Estava em viagem de negócios para Lisboa, mas um atraso no voo me deixou presa em Paris. Escale imprevista. Hotel perto do aeroporto, daqueles impessoais, com lobby cheio de viajantes cansados. O ar condicionado gelado arrepiava a pele, e ouvia-se o ronco distante dos motores. Sentei-me no bar, pernas cruzadas, saia justa subindo um pouco. Bebia um gin tónico, suando levemente apesar do frio artificial.

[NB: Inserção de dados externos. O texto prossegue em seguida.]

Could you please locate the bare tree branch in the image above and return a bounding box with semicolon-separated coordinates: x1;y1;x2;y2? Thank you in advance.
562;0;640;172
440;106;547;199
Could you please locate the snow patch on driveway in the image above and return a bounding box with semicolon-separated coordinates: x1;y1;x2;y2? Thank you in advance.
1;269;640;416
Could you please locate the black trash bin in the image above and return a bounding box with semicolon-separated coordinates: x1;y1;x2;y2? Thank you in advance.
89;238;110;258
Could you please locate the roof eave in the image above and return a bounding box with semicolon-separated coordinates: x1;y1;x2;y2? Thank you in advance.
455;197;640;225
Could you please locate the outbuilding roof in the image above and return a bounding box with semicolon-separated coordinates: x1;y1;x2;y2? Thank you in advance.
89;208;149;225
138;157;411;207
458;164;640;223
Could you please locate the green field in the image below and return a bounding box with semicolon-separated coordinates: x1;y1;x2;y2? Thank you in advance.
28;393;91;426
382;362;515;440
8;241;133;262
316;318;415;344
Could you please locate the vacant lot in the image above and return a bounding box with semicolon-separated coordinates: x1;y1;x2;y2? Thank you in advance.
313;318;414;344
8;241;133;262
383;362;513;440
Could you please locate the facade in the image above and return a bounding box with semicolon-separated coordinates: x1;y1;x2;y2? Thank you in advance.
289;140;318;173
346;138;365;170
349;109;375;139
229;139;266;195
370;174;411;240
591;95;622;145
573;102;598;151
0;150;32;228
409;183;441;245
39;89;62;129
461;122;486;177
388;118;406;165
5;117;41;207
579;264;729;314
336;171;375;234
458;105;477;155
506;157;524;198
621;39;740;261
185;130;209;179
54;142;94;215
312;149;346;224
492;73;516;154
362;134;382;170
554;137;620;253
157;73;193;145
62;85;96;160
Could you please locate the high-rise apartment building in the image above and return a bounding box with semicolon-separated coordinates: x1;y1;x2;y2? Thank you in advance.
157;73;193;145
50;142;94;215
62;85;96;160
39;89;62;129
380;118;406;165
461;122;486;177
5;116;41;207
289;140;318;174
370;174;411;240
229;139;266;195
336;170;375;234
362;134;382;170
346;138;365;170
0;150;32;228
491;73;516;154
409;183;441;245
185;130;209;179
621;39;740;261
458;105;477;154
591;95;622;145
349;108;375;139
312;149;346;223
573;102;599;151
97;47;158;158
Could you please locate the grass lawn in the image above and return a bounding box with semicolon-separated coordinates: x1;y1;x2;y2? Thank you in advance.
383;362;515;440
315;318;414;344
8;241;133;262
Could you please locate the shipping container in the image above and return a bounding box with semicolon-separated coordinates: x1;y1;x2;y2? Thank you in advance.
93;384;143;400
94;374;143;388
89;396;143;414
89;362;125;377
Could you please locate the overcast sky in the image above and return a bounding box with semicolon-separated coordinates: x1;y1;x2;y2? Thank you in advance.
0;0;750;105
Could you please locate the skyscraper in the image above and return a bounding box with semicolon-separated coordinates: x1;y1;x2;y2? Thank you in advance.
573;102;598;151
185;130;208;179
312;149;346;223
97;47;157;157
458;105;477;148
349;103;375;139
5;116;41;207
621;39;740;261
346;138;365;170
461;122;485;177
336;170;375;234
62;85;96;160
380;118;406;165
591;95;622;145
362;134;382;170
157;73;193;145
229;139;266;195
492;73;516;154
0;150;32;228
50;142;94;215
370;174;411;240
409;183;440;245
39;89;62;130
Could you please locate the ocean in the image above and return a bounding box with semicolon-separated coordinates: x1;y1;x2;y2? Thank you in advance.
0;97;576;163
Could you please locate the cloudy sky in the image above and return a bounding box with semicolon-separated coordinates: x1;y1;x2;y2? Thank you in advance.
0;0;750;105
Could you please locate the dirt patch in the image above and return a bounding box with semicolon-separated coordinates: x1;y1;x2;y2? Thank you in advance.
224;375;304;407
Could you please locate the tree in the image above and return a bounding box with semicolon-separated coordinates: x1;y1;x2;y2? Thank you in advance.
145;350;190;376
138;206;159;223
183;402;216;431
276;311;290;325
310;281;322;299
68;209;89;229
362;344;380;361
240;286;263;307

Ele apareceu do nada. Alto, francês, olhos escuros, sorriso safado. ‘Boa noite, perdida como eu?’, disse com sotaque charmoso. Rimos. Chamava-se Pierre. Viajante de negócios também, aguardando conexão. Conversa fluiu: viagens, solidão, o thrill de estranhos. Senti o olhar dele na minha decote, nos lábios. ‘Aqui ninguém nos conhece’, murmurou, mão roçando a minha. Coração acelerou. Liberdade total, longe de casa, de olhares julgadores. Aceitei o convite para o quarto dele. Elevador subiu devagar, corpos quase colados, respiração pesada.
O Encontro no Lobby e a Tensão Crescente
No quarto, porta fechada, calor úmido da noite invadiu apesar da clim. Drapos brancos e ásperos do hotel. Ele me beijou com urgência, mãos firmes nas minhas nádegas. ‘Quero-te agora’, grunhiu. Tirei a blusa, sutiã voou. Seios livres, mamilos duros. Ele chupou-os com fome, mordendo leve. ‘Deliciosa’, disse. Desabotoei a camisa dele, pele salgada de suor. Calças caíram. O caralho dele saltou, grosso, veias pulsantes. Segurei, masturbei devagar. ‘Chupa-me’, pediu. Ajoelhei, boca aberta. Engoli a cabeça, língua rodando no pré-gozo salgado. Ele gemia, mãos no cabelo: ‘Assim, puta boa’. Engasguei fundo, baba escorrendo.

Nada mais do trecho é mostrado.